Mais il semble que nous ayons dans notre conscience même (le sujet pensant) ce quelque chose de substantiel, et même en une intuition immédiate ; car tous les prédicats du sens intime se rapportent au moi comme sujet, et ce sujet ne peut être à son tour conçu comme prédicat de quelque autre sujet. La plénitude des notions données comme prédicats par rapport à un sujet, ne semble donc pas être une simple Idée, mais bien l’objet, c’est-à-dire le sujet absolu même, donné dans l’expérience.

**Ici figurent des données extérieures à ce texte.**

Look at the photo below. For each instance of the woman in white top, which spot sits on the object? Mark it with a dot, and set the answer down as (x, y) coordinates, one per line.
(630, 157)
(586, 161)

Mais cette attente est vaine, car le moi n’est pas une notion[1] ; ce n’est que la désignation de l’objet du sens intime, en tant que nous ne le connaissons par aucun prédicat plus profond. Il ne peut, il est vrai, servir à ce titre de prédicat à une autre chose, mais il ne peut être davantage une notion déterminée d’un sujet absolu ; il n’est, comme dans tous les autres cas, que le rapport des phénomènes internes à leur sujet inconnu. Néanmoins cette idée (qui sert très bien, comme principe régulateur, à renverser complétement toutes les explications matérialistes des phénomènes internes de notre âme), par

  1. Si la représentation de l’apperception, le moi, était une notion qui servît à penser quelque chose, elle pourrait aussi être employée comme prédicat d’une autre chose, ou contenir en soi de ces prédicats. Or ce n’est rien de plus que le sentiment d’une existence sans la moindre notion ; ce n’est que la représentation de ce à quoi se rapporte toute pensée.